The software development world is crowded with different practices, metrics, methodologies, tools and techniques.
For example, metrics such as “number of open tickets”, “code coverage" or "release cadence" give us a numerical feel for how things are going, and methodologies such as Scrum, Waterfall and Lean give us different approaches to organising.
But what unites them all?
About Risk-First
The Risk-First perspective is that all of these practices and methodologies have at their heart the job of managing different risks.
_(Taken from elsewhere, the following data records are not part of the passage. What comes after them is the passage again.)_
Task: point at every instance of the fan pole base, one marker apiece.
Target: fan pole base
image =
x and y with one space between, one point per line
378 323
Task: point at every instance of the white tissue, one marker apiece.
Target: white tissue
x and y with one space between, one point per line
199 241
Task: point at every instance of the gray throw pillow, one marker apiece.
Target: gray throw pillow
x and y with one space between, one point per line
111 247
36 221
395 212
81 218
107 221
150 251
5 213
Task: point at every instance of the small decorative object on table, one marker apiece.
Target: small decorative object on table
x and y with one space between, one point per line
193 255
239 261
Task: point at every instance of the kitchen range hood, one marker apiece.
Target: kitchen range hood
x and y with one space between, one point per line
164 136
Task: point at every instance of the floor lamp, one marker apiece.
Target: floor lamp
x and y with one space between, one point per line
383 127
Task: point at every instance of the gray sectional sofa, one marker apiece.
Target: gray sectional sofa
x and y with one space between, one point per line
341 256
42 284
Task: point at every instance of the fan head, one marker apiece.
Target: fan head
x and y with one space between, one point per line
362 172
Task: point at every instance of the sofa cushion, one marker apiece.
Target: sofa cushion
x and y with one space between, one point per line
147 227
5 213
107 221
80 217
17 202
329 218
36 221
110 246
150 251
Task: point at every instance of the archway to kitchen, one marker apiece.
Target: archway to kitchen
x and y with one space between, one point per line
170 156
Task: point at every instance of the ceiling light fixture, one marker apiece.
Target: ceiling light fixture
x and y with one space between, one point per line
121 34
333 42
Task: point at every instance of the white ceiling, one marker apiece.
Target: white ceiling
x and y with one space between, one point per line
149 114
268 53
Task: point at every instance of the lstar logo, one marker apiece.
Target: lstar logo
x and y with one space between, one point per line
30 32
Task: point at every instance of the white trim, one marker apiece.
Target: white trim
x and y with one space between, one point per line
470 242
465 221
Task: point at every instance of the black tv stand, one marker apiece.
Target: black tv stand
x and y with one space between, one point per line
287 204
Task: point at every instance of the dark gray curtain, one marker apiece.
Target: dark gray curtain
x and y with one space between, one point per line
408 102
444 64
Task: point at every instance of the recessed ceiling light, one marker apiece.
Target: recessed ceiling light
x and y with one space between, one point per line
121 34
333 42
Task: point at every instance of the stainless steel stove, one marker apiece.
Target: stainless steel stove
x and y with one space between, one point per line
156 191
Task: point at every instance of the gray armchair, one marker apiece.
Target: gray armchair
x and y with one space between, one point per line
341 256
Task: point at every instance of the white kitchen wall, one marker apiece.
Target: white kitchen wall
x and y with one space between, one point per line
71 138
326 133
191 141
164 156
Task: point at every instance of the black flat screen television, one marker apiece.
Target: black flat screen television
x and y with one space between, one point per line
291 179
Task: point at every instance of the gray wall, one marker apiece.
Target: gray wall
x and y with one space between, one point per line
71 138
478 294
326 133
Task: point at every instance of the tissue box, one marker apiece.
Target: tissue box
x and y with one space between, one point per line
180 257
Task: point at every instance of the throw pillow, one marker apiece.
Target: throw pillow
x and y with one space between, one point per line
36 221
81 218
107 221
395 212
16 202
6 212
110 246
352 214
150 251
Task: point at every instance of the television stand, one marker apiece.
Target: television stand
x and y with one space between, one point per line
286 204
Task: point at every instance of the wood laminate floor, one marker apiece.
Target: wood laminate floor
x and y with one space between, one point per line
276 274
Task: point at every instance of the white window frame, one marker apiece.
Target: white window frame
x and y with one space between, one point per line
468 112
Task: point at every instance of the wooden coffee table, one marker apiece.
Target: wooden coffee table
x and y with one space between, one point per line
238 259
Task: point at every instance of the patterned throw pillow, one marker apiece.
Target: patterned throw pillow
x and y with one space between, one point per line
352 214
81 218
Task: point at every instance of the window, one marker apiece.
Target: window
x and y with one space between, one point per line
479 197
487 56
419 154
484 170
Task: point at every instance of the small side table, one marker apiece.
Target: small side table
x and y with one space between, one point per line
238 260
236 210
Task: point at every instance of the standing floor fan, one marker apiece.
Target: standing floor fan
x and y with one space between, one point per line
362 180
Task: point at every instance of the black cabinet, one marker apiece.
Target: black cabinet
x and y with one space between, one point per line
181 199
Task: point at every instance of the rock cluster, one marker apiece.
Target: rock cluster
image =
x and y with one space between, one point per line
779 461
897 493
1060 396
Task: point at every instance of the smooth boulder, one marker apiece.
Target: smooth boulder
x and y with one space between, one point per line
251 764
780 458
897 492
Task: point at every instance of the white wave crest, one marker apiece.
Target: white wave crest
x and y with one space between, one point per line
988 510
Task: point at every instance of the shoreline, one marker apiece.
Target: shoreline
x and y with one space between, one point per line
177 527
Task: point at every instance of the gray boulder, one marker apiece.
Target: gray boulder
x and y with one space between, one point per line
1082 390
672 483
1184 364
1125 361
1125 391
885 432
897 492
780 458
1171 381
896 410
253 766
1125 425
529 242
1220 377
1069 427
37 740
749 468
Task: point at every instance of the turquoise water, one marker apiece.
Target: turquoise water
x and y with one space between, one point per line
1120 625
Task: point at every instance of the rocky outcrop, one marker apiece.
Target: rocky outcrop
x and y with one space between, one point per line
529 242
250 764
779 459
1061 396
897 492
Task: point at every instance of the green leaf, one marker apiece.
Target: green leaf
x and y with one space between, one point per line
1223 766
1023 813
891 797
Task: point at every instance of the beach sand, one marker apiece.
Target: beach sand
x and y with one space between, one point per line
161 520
Risk isn't something that just appears in a report, it actually drives everything we do:
- A story about improving the user login screen can be seen as reducing the risk of users not signing up.
- If we write unit tests, we’re tackling the risk of bugs going to production, but we’re also defending against the risk of future changes breaking our existing functionality.
- A task about improving the health indicators could be seen as addressing the risk of the application failing and no-one reacting to it.
- Implementing a new function in the application is fixing the risk that users are dissatisfied and go elsewhere.
Risk-First makes the case that better understanding the nature of these risks is critical to building software in the complex, interconnected domain we work in.
Continue Reading at RiskFirst.org
About The Menagerie
This book is volume one of the Risk-First series, introducing the case for viewing all of the activities on a software project as attempting to managing risk. It introduces the menagerie of different risks you're likely to meet on a software project, naming and classifying them so that we can try to understand them better.
The book aims to develop a Pattern Language for understanding software risk, and develop a practical framework for discussing how the activities we take on a project change the balance of the risks we are exposed to.